CS 282 – Computer Architecture and Organization – Assignment 2 (40 points)
Q1. (15 pts) Use the following code fragment:
Loop: LD R1, 0(R2) ; load R1 = MEM[0+R2]
DADDI R1, R1, 1 ; R1 = R1+1
SD 0(R2), R1 ; store MEM[0+R2] = R1
DADDI R2, R2, 4 ; R2 = R2+4
DSUB R4, R3, R2 ; R4 = R3‐R2
BNE R4, R0, Loop ; branch to Loop if (R4 != 0)
Assume that the initial value of R3 is R2 + 396.
Throughout this exercise use the classic 5‐stage MIPS pipeline and assume that all memory accesses
take 1 clock cycle.
a. (5 pts) Show the timing of this instruction sequence for the RISC pipeline without any forwarding
hardware, but assuming that a register read and a write in the same clock cycle forwards
through the register file. Use a pipeline timing chart, such as Figure A.5. Assume that branch is
handled by flushing the pipeline and that the PC is updated at the end of the execute stage. How
many clock cycles does this loop take to execute (for all iterations)?

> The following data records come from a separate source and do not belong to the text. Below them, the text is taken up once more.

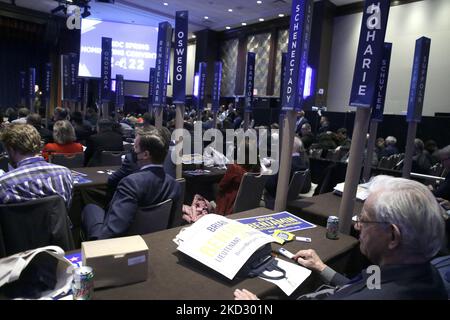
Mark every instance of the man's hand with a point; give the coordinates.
(309, 259)
(244, 294)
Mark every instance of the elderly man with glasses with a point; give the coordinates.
(401, 229)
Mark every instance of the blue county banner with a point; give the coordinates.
(65, 76)
(47, 81)
(73, 72)
(162, 64)
(249, 81)
(283, 72)
(201, 85)
(290, 94)
(370, 51)
(304, 51)
(418, 79)
(105, 73)
(119, 91)
(180, 52)
(380, 90)
(216, 86)
(22, 85)
(31, 83)
(284, 221)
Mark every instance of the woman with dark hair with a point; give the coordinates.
(64, 137)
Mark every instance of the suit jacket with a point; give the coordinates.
(398, 282)
(143, 188)
(104, 141)
(299, 163)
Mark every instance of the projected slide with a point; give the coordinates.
(133, 49)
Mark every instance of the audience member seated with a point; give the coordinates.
(421, 160)
(64, 140)
(443, 191)
(300, 162)
(396, 235)
(148, 186)
(82, 130)
(390, 148)
(32, 177)
(105, 140)
(22, 116)
(35, 120)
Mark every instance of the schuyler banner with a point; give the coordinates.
(106, 69)
(201, 85)
(418, 79)
(216, 86)
(298, 46)
(380, 92)
(249, 81)
(180, 52)
(370, 51)
(162, 64)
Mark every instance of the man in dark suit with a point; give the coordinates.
(398, 237)
(148, 186)
(105, 140)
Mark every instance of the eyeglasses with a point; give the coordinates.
(359, 221)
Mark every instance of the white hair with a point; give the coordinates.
(414, 210)
(390, 140)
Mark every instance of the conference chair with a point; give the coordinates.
(111, 158)
(250, 192)
(176, 217)
(68, 160)
(151, 219)
(34, 224)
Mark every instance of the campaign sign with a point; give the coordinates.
(380, 92)
(216, 86)
(162, 64)
(180, 52)
(370, 51)
(201, 86)
(249, 81)
(105, 73)
(418, 79)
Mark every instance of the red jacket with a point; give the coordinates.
(228, 189)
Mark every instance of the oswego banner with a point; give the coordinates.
(418, 79)
(180, 52)
(370, 51)
(380, 92)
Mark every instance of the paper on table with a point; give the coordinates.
(295, 275)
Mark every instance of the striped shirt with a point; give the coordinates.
(35, 178)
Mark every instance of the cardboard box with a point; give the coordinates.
(116, 261)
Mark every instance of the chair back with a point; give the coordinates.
(68, 160)
(176, 218)
(111, 158)
(34, 224)
(250, 192)
(152, 218)
(296, 184)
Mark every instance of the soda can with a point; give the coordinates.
(333, 227)
(83, 283)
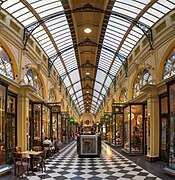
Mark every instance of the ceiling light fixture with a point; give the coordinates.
(87, 30)
(87, 73)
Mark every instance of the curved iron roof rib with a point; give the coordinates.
(117, 27)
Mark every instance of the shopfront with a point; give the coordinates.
(163, 101)
(40, 123)
(117, 125)
(171, 125)
(8, 129)
(56, 120)
(133, 129)
(65, 127)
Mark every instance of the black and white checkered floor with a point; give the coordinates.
(111, 165)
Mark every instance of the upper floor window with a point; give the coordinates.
(123, 95)
(32, 78)
(5, 64)
(52, 97)
(143, 77)
(169, 67)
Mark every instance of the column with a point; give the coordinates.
(23, 120)
(23, 116)
(153, 134)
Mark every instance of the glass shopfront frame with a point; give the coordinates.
(8, 123)
(117, 123)
(133, 128)
(163, 102)
(3, 117)
(171, 125)
(40, 123)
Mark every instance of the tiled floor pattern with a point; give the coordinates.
(111, 166)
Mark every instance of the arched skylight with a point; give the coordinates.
(5, 64)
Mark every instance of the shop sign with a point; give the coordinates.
(56, 109)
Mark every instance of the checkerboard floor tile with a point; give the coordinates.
(110, 166)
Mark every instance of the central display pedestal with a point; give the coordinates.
(88, 146)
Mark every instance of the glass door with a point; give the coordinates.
(10, 137)
(10, 126)
(163, 128)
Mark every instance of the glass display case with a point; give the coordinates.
(133, 128)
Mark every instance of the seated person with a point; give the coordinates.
(56, 145)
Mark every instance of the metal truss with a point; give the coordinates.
(88, 94)
(87, 87)
(28, 30)
(87, 78)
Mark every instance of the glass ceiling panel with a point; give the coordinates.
(103, 91)
(100, 76)
(21, 12)
(71, 91)
(59, 66)
(108, 81)
(96, 93)
(79, 93)
(67, 82)
(49, 6)
(77, 86)
(15, 7)
(97, 86)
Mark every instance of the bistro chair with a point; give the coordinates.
(40, 161)
(20, 162)
(18, 149)
(37, 157)
(48, 150)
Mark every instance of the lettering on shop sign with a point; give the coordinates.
(56, 109)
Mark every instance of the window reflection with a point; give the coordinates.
(5, 64)
(143, 78)
(32, 78)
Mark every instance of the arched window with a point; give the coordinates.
(52, 97)
(169, 67)
(123, 95)
(144, 77)
(5, 64)
(31, 78)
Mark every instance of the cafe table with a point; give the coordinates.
(31, 154)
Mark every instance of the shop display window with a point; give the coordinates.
(5, 64)
(2, 125)
(32, 78)
(172, 126)
(117, 124)
(37, 124)
(126, 137)
(45, 122)
(54, 125)
(133, 128)
(163, 126)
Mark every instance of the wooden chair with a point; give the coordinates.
(48, 150)
(40, 161)
(37, 148)
(20, 162)
(18, 149)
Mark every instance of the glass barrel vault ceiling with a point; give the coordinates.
(120, 36)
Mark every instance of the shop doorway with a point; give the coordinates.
(163, 128)
(10, 137)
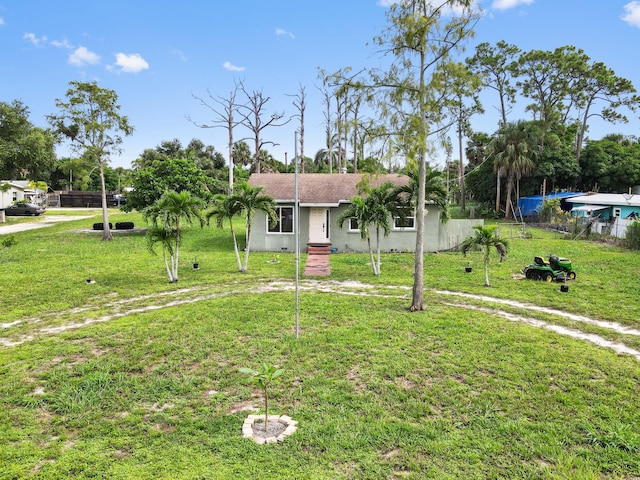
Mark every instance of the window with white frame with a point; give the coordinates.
(406, 223)
(285, 221)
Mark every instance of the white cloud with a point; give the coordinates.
(81, 56)
(507, 4)
(61, 43)
(132, 63)
(37, 41)
(632, 15)
(281, 32)
(179, 53)
(231, 67)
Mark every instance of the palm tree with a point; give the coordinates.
(514, 147)
(485, 238)
(225, 207)
(166, 215)
(250, 201)
(435, 190)
(359, 210)
(376, 209)
(327, 156)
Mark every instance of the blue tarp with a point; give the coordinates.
(531, 206)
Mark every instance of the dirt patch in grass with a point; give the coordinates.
(192, 295)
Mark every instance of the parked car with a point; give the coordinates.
(24, 209)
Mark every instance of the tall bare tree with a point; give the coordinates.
(254, 117)
(300, 102)
(90, 120)
(419, 39)
(224, 118)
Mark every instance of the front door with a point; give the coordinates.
(318, 225)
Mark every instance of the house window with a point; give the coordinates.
(408, 223)
(285, 221)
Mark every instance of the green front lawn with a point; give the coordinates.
(131, 377)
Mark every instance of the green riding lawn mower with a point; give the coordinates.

b. (5 pts) Show the timing of this instruction sequence for the RISC pipeline with normal
forwarding and bypassing hardware. Assume that the branch instruction is handled by flushing
the next instruction only if the branch is taken and the PC is updated at the end of the decode
stage, how many cycles does this loop take to execute?
c. (5 pts) Assume that the RISC pipeline with a single‐cycle delayed branch and normal forwarding.
Schedule the instructions in the loop including the branch delay slot. You may reorder
instructions and modify the register operands, but do not change the instruction opcodes or
number of instructions. Show a pipelining timing diagram and compute the number of cycles
needed to execute the entire loop.
Q2. (5 pts) Suppose the branch frequencies (as percentages of all instructions) are as follows:
Conditional branches 15%
Jumps and Calls 1%
60% of Conditional branches are taken
We are examining a 4‐stage pipeline (IF, ID, EX, WB) where the branch is resolved (PC updated)
at the end of the second (ID) stage for unconditional jumps and at the end of the third (EX) stage
for conditional branches. Assuming that conditional branches are predicted to be not taken (you
don’t flush the pipeline if the branch is not taken), how much faster would the processor be
without any branch hazards?
Q3. (15 pts) In this problem, we will explore a pipeline for register‐memory architecture. We will
now add support for register‐memory ALU operations to the classic 5‐stage pipeline. All memory
addressing will be restricted to register indirect. For example, the register‐memory instruction
ADD R4, R5, (R1) means ADD R4 = R5 + MEM(R1). Register‐register ALU operations are
a. (3 pts) List a rearranged order of the five traditional stages of the RISC pipeline that will support
register‐memory operations implemented exclusively by register indirect addressing.
b. (3 pts) Describe what new forwarding paths are needed for the rearranged pipeline by stating
the source, destination, and information transferred on each needed new path.
c. (3 pts) For the reordered stages of the RISC pipeline, what new hazards are created by this
addressing mode? Give an instruction sequence illustrating each new hazard.
d. (3 pts) List all ways that the RISC pipeline with register‐memory ALU operations can have a
different instruction count for a given program than the original RISC pipeline. Give a pair of
specific instruction sequences, one for the original pipeline and one for the rearranged pipeline,
to illustrate each way.
e. (3 pts) Assume that all instructions take 1 cycle per stage. List all ways that the register‐memory
RISC can have different CPI for a given program as compared to the original RISC pipeline.
Q4. (5 pts) Scheduling branch delay slots (see Figure A.14) can improve performance. Assume a
single branch delay slot and an instruction execution pipeline that determines branch outcome
in the second stage.
a. (2 pts) For a delayed branch instruction, what is the penalty for each branch delay slot
scheduling scheme if the branch is taken and if it is not taken, and what condition, if any, must
be satisfied to ensure correct execution?
b. (3 pts) A cancel‐if‐not‐taken branch instruction (also called branch likely and implemented in
MIPS) does not executed the instruction in the delay slot if the branch is not taken. Thus, a
compiler need not be as conservative when filling the delay slot. For each branch delay slot
scheduling scheme, what is the penalty if the branch is taken and if it is not taken, and what
condition, if any, must be satisfied to ensure correct execution?